What does Dimethyl Stearamine do in a cosmetic formula?
This ingredient is primarily a conditioning and antistatic agent, especially in hair care, where it helps reduce static, improve combing, and support a smoother feel. It can also contribute emulsifying or surfactant behavior when paired with acids or other formulatory partners.
Is Dimethyl Stearamine clean?
From a clean-beauty perspective, this ingredient is acceptable but not friction-free because cationic amine materials can have higher eye and skin irritation potential than many neutral conditioning agents.
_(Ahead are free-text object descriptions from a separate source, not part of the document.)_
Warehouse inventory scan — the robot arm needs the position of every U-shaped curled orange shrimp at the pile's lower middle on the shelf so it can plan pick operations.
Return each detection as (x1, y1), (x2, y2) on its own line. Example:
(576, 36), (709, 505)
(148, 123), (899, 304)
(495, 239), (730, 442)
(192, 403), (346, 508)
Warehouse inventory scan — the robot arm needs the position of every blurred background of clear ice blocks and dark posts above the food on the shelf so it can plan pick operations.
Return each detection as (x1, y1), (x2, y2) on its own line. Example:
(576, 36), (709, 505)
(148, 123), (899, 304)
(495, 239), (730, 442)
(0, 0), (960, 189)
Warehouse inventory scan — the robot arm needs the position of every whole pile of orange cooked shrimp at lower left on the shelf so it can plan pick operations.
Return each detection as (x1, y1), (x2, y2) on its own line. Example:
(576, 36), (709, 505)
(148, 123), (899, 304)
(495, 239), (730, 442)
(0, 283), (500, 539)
It is not a common restricted-list headline ingredient, but formulators usually manage it through low use levels, neutralization, and rinse-off placement.
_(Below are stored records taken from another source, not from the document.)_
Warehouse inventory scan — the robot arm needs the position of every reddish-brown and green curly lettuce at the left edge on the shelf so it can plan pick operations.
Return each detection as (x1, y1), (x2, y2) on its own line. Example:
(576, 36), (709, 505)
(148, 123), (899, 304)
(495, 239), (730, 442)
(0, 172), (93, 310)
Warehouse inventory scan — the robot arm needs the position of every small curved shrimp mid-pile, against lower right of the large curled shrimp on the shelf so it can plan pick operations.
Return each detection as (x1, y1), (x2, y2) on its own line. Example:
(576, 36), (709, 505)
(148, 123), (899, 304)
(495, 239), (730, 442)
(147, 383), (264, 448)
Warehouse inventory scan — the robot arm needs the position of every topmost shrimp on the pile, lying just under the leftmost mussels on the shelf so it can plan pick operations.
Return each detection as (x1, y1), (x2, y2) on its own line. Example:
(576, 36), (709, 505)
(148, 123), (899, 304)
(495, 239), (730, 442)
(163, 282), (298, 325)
Is Dimethyl Stearamine sustainable?
This material is typically based on a long-chain fatty feedstock that may come from vegetable, animal, or petrochemical sources, so sourcing transparency matters. Long-chain amines can be biodegradable, but their cationic behavior can raise aquatic-toxicity considerations before dilution and treatment.
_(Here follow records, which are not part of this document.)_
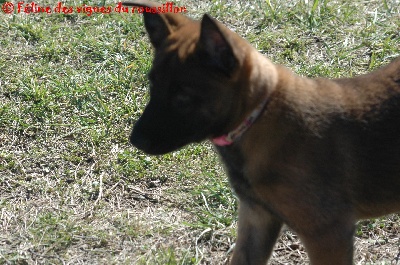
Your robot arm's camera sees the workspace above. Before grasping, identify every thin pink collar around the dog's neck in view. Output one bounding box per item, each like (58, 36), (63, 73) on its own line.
(211, 99), (268, 146)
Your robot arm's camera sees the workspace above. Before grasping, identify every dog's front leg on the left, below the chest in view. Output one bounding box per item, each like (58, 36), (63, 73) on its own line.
(230, 200), (282, 265)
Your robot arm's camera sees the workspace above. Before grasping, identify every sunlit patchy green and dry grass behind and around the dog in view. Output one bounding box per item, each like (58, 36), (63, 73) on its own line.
(0, 0), (400, 264)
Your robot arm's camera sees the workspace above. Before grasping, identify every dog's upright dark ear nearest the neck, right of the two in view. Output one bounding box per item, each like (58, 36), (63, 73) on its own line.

Is Dimethyl Stearamine COSMOS-approved?
This ingredient is not a straightforward COSMOS-natural staple and its acceptability depends on the exact feedstock, manufacturing route, and whether the supplier has a standard-compliant raw-material approval. From a Green Chemistry lens, it has partial alignment when made from renewable fatty feedstocks, but the amination chemistry and aquatic profile keep it from a clear green rating.
How does Dimethyl Stearamine work chemically?
The molecule is a long hydrophobic C18 alkyl chain attached to a tertiary amine head, which becomes more conditioning and water-dispersible when protonated by acids in a formula. It is generally used at low percentages in rinse-off hair products, with performance and irritation profile strongly influenced by pH, degree of neutralization, and pairing with fatty alcohols or emulsifiers.